Central perforation of tympanic membrane most commonly occurs as a sequelae of chronic otitis media after an episode of acute otitis media, where after rupturing the tympanic membrane fails to heal. Other causes are traumatic and iatrogenic, which have more chance of spontaneous closure than perforations due to chronic otitis media.

The purposes of closing chronic dry perforations of the tympanic membrane are to improve hearing and prevent middle ear infections. Before the use of the operating microscope and improved instrumentation, tympanic membrane perforations were closed by application of chemicals or with a temporary patch. Today, although surgery is the treatment of choice, small dry perforations may be successfully closed by chemical means in an office setting.

No matter how much effort a surgeon puts in, his success is measured in terms of results of surgery and patient compliance. This has led to search for surgical techniques that are more practical and conservative, rather than time consuming and radical. It is always justified in giving a chance before moving on to a surgery like tympanoplasty.
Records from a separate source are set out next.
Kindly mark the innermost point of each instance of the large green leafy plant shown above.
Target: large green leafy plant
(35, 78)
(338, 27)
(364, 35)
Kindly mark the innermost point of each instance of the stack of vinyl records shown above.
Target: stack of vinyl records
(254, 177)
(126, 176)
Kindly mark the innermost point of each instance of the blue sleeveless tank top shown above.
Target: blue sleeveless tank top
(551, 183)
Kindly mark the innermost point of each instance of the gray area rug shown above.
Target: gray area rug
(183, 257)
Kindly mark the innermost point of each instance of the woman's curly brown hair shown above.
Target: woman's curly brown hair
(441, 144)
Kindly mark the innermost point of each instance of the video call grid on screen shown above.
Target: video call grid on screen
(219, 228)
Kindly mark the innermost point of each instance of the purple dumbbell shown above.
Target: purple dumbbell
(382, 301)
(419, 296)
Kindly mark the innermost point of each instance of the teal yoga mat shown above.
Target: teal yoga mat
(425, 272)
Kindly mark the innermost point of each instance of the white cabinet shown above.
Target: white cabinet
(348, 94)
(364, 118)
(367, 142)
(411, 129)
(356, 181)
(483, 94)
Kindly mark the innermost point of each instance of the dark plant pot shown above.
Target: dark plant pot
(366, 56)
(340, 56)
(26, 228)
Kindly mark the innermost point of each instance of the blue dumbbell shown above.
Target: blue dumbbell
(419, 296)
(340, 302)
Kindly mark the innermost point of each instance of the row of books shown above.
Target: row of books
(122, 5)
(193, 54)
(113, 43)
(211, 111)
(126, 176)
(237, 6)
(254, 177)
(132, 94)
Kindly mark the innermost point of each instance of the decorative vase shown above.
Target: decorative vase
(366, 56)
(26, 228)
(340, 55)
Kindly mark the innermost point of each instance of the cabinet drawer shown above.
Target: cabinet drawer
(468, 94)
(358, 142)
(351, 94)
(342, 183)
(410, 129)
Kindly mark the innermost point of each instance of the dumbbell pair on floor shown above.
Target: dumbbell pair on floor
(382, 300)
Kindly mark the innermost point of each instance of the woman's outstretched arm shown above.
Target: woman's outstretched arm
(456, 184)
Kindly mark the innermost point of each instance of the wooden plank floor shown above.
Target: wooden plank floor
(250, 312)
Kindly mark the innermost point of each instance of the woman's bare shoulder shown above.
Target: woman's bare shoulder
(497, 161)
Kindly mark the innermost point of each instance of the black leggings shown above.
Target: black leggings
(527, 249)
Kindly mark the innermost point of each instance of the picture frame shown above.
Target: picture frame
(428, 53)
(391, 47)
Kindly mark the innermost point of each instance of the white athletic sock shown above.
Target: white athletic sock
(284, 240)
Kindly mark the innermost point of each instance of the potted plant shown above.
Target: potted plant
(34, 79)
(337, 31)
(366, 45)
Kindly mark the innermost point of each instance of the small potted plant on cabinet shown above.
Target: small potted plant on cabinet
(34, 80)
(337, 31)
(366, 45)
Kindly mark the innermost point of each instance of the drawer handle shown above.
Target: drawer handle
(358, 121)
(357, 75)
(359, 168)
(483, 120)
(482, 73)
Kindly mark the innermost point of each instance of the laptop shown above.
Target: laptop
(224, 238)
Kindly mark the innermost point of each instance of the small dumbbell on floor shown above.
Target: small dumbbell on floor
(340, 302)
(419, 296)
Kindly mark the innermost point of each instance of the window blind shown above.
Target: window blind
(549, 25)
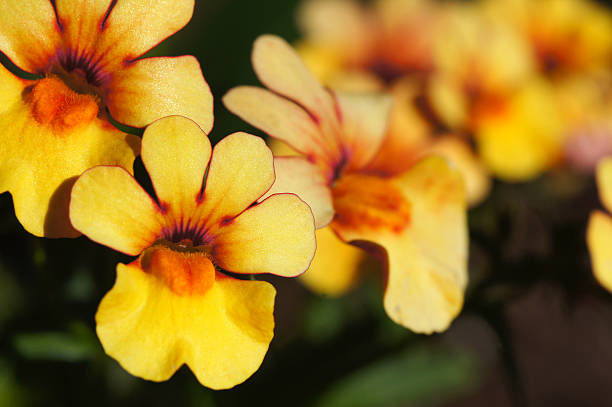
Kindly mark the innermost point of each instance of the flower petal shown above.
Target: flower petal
(38, 164)
(599, 240)
(222, 335)
(275, 236)
(278, 117)
(475, 175)
(279, 67)
(176, 153)
(427, 254)
(108, 206)
(29, 35)
(364, 119)
(241, 171)
(335, 267)
(604, 182)
(297, 176)
(525, 140)
(151, 88)
(114, 32)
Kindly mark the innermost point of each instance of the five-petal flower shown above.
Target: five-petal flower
(417, 216)
(175, 304)
(87, 54)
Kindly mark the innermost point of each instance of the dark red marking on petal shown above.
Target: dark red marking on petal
(228, 220)
(366, 202)
(107, 14)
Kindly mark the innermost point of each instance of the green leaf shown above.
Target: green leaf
(420, 375)
(76, 345)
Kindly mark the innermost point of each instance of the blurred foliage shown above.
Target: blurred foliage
(419, 375)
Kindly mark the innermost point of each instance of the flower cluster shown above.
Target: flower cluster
(387, 121)
(526, 80)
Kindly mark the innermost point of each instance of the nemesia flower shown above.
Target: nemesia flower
(486, 85)
(416, 217)
(387, 47)
(599, 231)
(388, 39)
(571, 42)
(175, 304)
(87, 54)
(565, 36)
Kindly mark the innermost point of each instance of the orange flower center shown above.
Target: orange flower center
(185, 269)
(367, 201)
(56, 105)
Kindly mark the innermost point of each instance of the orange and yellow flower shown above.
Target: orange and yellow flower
(388, 46)
(486, 84)
(599, 231)
(174, 304)
(417, 217)
(87, 54)
(571, 44)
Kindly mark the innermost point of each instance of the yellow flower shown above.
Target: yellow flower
(174, 305)
(387, 46)
(599, 231)
(566, 36)
(487, 85)
(87, 54)
(416, 217)
(389, 39)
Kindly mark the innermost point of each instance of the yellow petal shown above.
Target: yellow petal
(475, 176)
(426, 249)
(278, 117)
(599, 239)
(408, 132)
(222, 335)
(604, 182)
(524, 140)
(297, 176)
(176, 153)
(110, 208)
(29, 35)
(280, 68)
(241, 171)
(116, 32)
(335, 267)
(151, 88)
(275, 236)
(364, 119)
(40, 162)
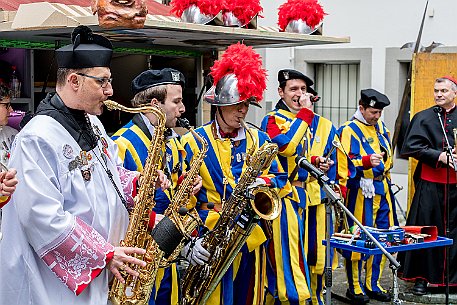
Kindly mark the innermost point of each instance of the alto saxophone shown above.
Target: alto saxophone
(238, 217)
(137, 290)
(179, 222)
In the present study, the closure rates and hearing gain following the above two office methods of closure of small central perforations have been compared.

MATERIALS AND METHODS

The present study was conducted at the Department of Otorhinolaryngology, Academy of Medical Sciences, Pariyaram, Kannur, Kerala, during the period between January 2014 and December 2014 after the approval of the Institutional Ethical Committee. Study population included subjects having inactive small central perforation (Less than 5 mm) in the pars tensa and of age between 10 and 70 years with no active foci of infection in ENT areas. Informed consent was obtained from all individual participants included in the study.

Central perforation of the tympanic membrane more than 5 mm, pars flaccida perforation, actively discharging ear, fresh traumatic perforation, marginal perforation, perforations which are too anterior for transcanal procedure and narrow or tortuous external auditory canal were excluded.

Procedure

The patients satisfying the inclusion criteria were subjected to examination under microscope, otoendoscopy and pure tone audiogram. Patients willing to participate in the study were allotted either procedure based on computer generated random table. Patients not willing for follow up or preferring medical management alone and tympanoplasty were excluded. A detailed informed consent was taken. Any active infection was treated and the ear was kept dry for a minimum of 6 weeks before taking up for both the procedures.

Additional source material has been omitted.